In the shadow of their graduation last weekend, I wanted to provide some little wisdoms, things that I’ve learned over the years (some the hard way, some as good advice).  I would welcome additions in the comments and/or via Twitter responses since I continue to learn some 16 years out from my own medical school graduation.

  • Make friends with your co-residents.  They will keep you sane, they will pull you through the hard times, they will be your family for the next several years.  I still have fond memories of one of my residency classmates “informing” me that I was coming over to her house for margaritas when I was threatening to sit home and wallow in self-pity.  It’s a fact that I would not have made it through residency without her.
  • “Please” and “thank you” are worthwhile words that facilitate working relationships.
  • Do not take yourself too seriously.  We all have fallibilities.
  • We all make mistakes. Be patient with those around you when they make them, and be kind to yourself when you do (and you will).
  • Stay curious.
  • Learn names.  Patient names, family member names, nurse and scrub tech names, medical assistant names, the guy who works at Starbucks at 2 am’s name, the housekeeper’s name, the medical student’s name.  Think about how important you feel when someone calls you by name, particularly when it’s someone in a position of authority.  Reciprocate that to everyone around you.
  • Ask questions, especially during your residency.  If you already knew everything you wouldn’t need to be a resident.
  • Have something(s) in your life that you are as passionate about as your career.  Your career won’t last forever, and you’ll still have to live with yourself when you retire or can’t practice anymore.
  • The gift of our profession is getting to play a role in the life of those people whose paths intersect with ours.  Get to know them, admire them, and it’s okay to love them.

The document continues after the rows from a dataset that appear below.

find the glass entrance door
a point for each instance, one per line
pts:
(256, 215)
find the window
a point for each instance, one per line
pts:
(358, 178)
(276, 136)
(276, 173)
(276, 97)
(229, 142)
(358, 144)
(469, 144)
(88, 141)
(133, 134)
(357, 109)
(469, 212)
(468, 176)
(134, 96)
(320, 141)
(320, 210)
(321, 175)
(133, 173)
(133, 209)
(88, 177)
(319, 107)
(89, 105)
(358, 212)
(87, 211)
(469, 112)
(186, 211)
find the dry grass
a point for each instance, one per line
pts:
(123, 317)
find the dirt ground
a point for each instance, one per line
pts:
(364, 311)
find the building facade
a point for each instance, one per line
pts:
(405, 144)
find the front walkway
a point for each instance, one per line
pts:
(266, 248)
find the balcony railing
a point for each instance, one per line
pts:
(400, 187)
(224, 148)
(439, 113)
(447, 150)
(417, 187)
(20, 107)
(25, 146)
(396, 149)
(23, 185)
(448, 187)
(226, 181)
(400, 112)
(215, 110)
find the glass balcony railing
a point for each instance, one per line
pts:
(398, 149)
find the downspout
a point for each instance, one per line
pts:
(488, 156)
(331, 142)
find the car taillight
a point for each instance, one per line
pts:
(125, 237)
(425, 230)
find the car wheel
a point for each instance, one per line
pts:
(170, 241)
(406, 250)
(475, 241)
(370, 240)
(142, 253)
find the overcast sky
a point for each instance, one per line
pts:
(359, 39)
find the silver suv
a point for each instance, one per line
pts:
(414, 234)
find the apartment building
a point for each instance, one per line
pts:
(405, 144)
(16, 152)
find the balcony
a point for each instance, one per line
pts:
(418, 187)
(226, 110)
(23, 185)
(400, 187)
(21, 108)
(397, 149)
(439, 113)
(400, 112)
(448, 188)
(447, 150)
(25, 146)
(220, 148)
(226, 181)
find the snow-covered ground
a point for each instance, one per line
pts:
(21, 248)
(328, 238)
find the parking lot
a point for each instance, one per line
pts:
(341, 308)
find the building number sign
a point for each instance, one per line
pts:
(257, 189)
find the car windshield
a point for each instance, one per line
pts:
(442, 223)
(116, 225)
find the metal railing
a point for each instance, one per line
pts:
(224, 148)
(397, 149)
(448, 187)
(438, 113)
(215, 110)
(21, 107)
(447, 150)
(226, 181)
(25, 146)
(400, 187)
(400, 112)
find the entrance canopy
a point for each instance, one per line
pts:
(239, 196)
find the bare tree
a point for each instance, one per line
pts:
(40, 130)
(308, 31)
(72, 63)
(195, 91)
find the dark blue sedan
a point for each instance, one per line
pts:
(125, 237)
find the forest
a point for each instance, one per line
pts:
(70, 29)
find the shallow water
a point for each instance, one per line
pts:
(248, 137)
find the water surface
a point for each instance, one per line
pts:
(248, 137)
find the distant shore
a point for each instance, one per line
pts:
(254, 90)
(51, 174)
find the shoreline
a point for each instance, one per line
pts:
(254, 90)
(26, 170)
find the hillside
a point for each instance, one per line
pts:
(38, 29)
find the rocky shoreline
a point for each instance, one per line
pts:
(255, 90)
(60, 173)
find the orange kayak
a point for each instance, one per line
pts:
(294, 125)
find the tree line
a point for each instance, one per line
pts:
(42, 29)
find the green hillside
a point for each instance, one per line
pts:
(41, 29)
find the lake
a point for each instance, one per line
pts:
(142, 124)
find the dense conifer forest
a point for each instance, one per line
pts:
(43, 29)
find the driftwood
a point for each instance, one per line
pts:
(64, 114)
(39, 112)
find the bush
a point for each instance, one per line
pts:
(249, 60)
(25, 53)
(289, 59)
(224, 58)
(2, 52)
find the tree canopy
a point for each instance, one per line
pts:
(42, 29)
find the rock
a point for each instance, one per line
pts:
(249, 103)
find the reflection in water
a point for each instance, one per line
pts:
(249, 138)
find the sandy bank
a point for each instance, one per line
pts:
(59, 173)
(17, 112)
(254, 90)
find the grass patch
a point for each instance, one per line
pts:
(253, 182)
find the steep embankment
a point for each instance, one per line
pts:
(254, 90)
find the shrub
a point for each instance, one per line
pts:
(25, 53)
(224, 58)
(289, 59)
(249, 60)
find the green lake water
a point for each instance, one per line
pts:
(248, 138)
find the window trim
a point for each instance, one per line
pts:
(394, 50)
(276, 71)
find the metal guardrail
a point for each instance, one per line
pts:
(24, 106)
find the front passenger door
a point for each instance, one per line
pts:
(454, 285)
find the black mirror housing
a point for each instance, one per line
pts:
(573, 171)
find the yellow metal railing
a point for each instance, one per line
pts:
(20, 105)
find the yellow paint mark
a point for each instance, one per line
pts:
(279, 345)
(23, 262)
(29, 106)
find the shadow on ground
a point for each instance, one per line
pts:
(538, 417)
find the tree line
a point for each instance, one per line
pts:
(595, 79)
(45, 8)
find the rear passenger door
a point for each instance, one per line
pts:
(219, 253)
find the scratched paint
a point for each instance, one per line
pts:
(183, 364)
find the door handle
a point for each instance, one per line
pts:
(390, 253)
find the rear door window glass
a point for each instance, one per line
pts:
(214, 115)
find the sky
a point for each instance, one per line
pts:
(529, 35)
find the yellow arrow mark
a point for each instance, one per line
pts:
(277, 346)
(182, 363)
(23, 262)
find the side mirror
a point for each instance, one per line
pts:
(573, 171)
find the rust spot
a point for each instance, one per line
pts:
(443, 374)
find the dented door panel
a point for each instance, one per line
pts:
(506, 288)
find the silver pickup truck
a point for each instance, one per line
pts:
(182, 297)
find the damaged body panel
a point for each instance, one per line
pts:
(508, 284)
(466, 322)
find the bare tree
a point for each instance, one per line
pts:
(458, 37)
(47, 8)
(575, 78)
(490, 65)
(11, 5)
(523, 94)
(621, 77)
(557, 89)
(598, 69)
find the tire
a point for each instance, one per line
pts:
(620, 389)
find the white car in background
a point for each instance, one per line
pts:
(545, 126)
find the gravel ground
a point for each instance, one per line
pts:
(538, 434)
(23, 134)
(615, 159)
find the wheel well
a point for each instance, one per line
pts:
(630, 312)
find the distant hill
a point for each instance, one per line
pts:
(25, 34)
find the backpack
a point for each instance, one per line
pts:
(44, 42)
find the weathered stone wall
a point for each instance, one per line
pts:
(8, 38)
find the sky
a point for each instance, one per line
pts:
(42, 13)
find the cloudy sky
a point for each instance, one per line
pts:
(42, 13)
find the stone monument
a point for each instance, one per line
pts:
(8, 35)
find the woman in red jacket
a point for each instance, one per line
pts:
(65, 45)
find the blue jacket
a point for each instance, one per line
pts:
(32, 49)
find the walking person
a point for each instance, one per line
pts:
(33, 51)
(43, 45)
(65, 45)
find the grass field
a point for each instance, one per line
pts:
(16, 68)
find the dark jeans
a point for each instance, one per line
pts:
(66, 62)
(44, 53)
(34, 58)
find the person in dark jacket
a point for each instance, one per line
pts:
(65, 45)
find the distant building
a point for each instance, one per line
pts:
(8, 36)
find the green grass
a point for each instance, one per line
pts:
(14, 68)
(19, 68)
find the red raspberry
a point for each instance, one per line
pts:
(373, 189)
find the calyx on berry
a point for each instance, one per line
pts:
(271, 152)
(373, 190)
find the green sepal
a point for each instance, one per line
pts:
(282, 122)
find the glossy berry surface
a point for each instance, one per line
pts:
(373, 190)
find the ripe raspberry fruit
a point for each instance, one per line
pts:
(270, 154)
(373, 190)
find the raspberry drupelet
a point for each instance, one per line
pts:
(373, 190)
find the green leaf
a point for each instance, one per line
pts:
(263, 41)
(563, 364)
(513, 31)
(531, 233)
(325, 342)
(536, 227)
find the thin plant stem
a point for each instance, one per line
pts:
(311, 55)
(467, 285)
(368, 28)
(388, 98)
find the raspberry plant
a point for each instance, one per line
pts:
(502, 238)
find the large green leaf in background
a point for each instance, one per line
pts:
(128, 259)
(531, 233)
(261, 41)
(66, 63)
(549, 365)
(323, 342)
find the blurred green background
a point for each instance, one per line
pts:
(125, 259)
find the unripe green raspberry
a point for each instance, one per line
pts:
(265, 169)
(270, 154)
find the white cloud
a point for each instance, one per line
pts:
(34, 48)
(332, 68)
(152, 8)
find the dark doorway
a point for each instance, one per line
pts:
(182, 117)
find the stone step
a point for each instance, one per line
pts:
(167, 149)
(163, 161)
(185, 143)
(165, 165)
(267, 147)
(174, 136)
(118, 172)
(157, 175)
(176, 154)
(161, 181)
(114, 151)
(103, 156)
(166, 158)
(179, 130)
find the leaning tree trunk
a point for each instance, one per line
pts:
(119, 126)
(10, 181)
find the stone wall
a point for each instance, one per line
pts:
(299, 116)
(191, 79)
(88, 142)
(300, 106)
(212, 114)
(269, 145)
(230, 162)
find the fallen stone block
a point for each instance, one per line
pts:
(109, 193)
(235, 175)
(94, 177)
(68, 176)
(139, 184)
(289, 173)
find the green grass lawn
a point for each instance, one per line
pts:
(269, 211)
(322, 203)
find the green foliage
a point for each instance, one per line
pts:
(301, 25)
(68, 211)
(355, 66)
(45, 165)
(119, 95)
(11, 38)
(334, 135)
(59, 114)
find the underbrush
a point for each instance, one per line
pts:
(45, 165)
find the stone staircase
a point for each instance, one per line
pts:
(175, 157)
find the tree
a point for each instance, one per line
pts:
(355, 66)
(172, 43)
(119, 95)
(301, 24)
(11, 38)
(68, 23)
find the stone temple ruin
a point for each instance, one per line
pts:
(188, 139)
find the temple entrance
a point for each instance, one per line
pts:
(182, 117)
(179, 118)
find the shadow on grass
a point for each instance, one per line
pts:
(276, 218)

I have a number of my patients who I wouldn’t trade having the opportunity to know for anything- they make me a better person.
  • Know what fills you up when you are depleted.  Make sure that some of those are quick things that you have easy access to so they can be there for you at any time (e.g. 3 am when you haven’t slept much in a couple of days).
  • Be authentic.  People know when you’re not.
  • Let your mentors know how you are doing.  We’re invested in you, and we love to celebrate your successes.  We also want to help you when you’re struggling- even if you’ve been out of our nest for years.
  • Ask for help when you need it, be it clinical questions, personal support, or career guidance.  None of us achieve great things without a supporting cast.
  • Admit when you’re wrong.  Most critically, do NOT blame others when you are wrong.  You will (deservedly) earn a terrible reputation amongst your colleagues if you do.
  • Be kind.  On the days when it’s hard to be kind, redouble your efforts.
  • If you wake up and find you don’t care about your clinical work and your patients, it’s time to walk away from it- perhaps temporarily, perhaps forever.
  • Keep a file of thank you notes from patients, families, colleagues, support staff- whomever.  Pull it out on those days that try you to the core of your soul and be reminded that you’re in this for a reason and that you are making a difference. (This is arguably the best piece of advice I received.)
  • I still consider it a privilege to by a physician and a surgeon (even after the last three weeks of madness on call).  It’s my hope that you do, too.

Godspeed, friends, and know that I believe you’ll do great things.

Adding one that I forgot: Don’t be afraid to challenge the status quo; take chances (reasonable ones, of course, that don’t jeopardize lives and loves).  That’s how medical care- and your life- gets moved forward.